Because the files remain in SharePoint or OneDrive, employees who don’t even use NetSuite can still access, edit, and contribute to shared folders using the permissions they already have. When someone updates a document in SharePoint, every person accessing that file through NetSuite immediately sees the latest version.
There is no second upload. No duplicate copy. No confusion about which version is correct. Everyone is working from the same document.
Stop Losing Documents in a Digital World
Digital transformation was supposed to make information easier to find. Too often, it has simply moved the filing cabinets online and called it document management. The answer isn’t adding another repository. It’s connecting the ones you already use.
ExtendDocs helps organizations turn NetSuite into a true window into their customer documents while letting SharePoint and OneDrive do what they were designed to do: store, organize, collaborate, and scale. The result is fewer silos, fewer duplicate files, lower storage pressure inside NetSuite, and a document management strategy that actually works the way modern organizations do.
If you’re ready to stop hunting for files and start connecting them, schedule a personalized ExtendDocs demo today. We’ll show you exactly how it works inside your own NetSuite environment and how quickly you can replace document chaos with a smarter, connected approach.
Frequently Asked Questions
- Can you connect NetSuite File Cabinet to SharePoint or OneDrive? Yes, connectors like ExtendDocs allow you to store links to SharePoint or OneDrive files in NetSuite. Files are accessible both through the NetSuite links and the native SharePoint or OneDrive folders. ExtendDocs can also be formatted to automatically create new linked SharePoint or OneDrive folders when a new NetSuite record is created.
- What are the storage limits in NetSuite File Cabinet? Oracle recommends keeping files under 100MB. SharePoint and OneDrive both start at 1TB of storage.

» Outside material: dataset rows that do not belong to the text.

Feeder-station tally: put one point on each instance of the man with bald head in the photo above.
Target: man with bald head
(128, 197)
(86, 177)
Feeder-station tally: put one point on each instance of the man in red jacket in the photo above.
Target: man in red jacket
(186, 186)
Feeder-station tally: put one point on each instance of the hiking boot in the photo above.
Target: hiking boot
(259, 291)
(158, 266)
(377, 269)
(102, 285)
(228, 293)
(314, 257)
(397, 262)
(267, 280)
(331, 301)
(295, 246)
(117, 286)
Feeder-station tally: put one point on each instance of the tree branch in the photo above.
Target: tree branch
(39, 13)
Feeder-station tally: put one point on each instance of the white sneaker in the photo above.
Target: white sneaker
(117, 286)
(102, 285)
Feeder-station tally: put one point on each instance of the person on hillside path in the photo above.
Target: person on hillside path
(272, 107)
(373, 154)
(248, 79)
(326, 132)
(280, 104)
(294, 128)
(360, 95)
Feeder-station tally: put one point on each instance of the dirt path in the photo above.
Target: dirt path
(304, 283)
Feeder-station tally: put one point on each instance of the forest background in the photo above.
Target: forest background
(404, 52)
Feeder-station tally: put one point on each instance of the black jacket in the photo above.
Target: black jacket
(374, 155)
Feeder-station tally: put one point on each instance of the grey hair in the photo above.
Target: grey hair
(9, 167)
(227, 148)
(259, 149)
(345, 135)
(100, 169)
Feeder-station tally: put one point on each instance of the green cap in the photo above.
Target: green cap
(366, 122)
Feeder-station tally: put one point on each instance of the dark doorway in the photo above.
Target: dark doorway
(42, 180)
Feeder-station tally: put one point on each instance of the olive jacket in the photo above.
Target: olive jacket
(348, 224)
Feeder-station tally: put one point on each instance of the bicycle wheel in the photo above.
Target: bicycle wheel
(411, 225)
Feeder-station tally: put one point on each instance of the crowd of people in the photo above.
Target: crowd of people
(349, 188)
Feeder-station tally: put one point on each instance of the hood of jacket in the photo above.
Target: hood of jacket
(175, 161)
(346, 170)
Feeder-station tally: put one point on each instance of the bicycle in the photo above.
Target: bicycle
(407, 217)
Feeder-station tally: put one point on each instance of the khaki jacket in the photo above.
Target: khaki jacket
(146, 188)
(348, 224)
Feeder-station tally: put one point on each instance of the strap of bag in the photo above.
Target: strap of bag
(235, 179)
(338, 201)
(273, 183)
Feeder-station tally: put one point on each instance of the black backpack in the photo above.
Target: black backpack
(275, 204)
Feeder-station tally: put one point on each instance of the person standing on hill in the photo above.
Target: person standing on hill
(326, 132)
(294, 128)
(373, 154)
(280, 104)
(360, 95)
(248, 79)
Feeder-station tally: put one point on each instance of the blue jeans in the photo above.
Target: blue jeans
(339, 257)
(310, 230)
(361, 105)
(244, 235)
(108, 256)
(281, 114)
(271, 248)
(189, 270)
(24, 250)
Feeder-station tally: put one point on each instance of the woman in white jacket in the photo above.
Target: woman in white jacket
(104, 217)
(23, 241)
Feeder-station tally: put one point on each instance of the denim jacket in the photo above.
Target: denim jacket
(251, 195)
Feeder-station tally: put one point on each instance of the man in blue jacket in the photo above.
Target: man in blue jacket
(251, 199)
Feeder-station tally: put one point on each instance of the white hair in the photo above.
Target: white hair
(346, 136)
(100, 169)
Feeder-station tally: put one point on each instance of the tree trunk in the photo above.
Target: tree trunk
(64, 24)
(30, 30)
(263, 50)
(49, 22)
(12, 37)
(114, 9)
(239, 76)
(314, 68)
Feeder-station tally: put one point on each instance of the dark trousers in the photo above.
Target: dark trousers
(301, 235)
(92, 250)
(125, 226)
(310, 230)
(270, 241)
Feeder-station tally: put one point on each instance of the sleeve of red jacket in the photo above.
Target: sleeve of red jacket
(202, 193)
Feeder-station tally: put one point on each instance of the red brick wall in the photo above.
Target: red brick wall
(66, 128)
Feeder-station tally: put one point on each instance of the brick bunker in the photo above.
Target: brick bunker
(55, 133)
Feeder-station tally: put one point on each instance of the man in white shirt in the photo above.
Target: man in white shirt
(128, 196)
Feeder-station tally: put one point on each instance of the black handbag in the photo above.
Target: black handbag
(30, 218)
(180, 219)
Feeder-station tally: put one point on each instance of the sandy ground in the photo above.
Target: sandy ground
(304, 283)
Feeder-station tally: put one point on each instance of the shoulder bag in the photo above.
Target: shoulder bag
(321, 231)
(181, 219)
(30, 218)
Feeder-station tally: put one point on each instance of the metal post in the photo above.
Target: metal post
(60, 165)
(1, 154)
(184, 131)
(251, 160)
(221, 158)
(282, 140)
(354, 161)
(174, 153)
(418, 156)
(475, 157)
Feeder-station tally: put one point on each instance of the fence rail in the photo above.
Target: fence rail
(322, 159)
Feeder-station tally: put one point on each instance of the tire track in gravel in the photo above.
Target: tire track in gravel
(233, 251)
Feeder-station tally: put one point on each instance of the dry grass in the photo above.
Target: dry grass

- How does ExtendDocs handle version control? Since files remain in SharePoint/OneDrive and are accessed via links in NetSuite, any edits to the original files are automatically accessible in NetSuite. Anyone accessing the file, whether through NetSuite or SharePoint/OneDrive is working off the exact same version.
- Do non-NetSuite users need a license to access documents? No, they access files directly through SharePoint or OneDrive. For NetSuite users accessing via ExtendDocs, the app maintains SharePoint and OneDrive access privileges.